Molly tidak perduli lagi dengan bagaimana ekspresinya saat ini, gadis itu benar – benar malu, bahkan di hadapan orang yang dikaguminya dia sempat – sempatnya bertindak begitu bodoh. Ia memandangi Justin yang menyeringai penuh kemenangan di hadapannya, ingin rasanya menendang wajah pria itu jika saja Angeline tidak berdiri disampingnya.

"Yes, mungkin saja saat di kelas kau tidak pernah memperhatikan namaku. So, let me introduce myself, I'm Justin Anthonie Sparks and this is my mom Angeline Sparks. Miss Collins yang terhormat." Justin memajukan wajahnya sedikit lebih dekat dengan wajah Molly, sehingga gadis itu bisa melihatnya dengan jelas.

Molly menatap pada Justin dengan wajah memerah, semerah baju yang di pakainya.

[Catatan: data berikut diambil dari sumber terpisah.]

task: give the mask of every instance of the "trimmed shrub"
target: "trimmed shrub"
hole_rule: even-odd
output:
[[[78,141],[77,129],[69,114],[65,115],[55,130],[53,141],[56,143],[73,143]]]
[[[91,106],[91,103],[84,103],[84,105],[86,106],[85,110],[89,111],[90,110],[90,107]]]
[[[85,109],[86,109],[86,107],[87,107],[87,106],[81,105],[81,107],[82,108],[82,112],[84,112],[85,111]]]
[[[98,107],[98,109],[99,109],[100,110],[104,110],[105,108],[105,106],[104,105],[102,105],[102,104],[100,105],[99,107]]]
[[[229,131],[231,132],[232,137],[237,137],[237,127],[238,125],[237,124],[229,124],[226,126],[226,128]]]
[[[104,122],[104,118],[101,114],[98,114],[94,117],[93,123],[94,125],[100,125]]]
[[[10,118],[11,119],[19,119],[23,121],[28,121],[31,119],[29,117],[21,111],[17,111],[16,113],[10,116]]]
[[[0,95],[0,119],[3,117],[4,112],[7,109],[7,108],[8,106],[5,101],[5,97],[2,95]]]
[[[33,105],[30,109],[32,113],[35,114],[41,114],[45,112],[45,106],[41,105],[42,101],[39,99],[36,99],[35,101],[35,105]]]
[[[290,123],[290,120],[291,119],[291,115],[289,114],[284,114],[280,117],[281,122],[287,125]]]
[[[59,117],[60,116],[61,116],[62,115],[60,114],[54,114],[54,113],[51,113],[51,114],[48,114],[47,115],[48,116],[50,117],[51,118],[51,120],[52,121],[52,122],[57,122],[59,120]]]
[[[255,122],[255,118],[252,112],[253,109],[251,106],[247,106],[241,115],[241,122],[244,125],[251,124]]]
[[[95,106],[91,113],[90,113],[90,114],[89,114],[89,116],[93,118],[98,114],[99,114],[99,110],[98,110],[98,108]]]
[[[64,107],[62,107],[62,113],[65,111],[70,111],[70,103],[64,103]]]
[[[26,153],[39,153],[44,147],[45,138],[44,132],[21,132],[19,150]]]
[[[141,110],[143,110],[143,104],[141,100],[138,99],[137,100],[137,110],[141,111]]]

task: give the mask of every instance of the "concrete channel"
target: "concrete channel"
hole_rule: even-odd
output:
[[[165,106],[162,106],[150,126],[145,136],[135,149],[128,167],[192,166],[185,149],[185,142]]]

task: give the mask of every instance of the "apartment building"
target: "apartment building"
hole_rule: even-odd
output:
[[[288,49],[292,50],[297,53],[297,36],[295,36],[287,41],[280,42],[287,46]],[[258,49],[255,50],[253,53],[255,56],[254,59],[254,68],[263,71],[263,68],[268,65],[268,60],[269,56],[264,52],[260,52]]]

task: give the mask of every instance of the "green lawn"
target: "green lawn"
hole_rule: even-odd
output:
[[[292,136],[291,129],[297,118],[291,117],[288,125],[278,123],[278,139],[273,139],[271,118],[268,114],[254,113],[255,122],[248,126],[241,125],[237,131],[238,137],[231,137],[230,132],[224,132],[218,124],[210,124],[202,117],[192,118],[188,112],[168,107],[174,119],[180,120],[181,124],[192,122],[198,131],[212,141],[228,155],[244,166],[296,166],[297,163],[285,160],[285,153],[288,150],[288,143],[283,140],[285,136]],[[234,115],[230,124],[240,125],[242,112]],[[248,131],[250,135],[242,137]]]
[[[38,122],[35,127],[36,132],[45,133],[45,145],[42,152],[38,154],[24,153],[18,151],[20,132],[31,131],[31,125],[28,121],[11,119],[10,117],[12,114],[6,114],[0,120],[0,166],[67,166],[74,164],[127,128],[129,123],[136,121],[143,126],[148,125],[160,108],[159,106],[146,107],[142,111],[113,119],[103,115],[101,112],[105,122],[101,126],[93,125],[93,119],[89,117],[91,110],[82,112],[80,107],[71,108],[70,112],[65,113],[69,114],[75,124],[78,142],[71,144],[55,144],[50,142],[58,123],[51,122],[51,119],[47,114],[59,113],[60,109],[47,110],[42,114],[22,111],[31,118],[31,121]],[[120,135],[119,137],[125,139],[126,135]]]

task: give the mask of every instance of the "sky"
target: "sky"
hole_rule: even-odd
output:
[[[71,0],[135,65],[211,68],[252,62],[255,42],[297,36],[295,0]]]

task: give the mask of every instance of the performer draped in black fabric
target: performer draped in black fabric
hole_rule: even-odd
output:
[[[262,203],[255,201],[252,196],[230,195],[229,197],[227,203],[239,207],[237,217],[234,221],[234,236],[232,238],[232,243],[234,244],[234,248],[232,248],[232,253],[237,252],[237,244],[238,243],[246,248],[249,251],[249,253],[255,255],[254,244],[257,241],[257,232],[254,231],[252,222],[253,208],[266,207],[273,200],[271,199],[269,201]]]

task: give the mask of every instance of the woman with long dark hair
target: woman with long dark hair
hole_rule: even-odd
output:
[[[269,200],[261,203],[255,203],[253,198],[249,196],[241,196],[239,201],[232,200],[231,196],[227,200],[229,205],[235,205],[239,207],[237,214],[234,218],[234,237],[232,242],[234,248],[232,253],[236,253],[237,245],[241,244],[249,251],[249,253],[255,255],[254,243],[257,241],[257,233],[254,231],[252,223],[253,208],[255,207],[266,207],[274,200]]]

Ia melihat Justin yang terkekeh di depan wajahnya. Gadis itu tidak mengatakan sepatah katapun, rasanya seperti di telanjangi dihadapan seluruh umat di bumi. Ia benci melihat Justin menang, itu benar – benar menyebalkan. Ia dipermalukan dihadapan idolanya, Angeline, bahkan oleh anak lelakinya sendiri. Molly menggeram, gadis itu benar – benar sudah tidak dapat menahan emosinya lagi.

PLAKK...

Sebuah tamparan mendarat telak di pipi kanan Justin. Awh, SHIT! Justin memegangi pipinya yang panas. Ia bahkan tidak memperhatikan Molly yang berjalan cepat menuju pintu lift. Gadis itu bahkan tidak memperdulikan Anna yang memanggil – manggil namanya.  Ia terus saja berjalan hingga benar – benar berada di dalam lift dan ia langsung menekan tombol G, pintu lift tertutup dan lift itu berjalan melesat kebawah.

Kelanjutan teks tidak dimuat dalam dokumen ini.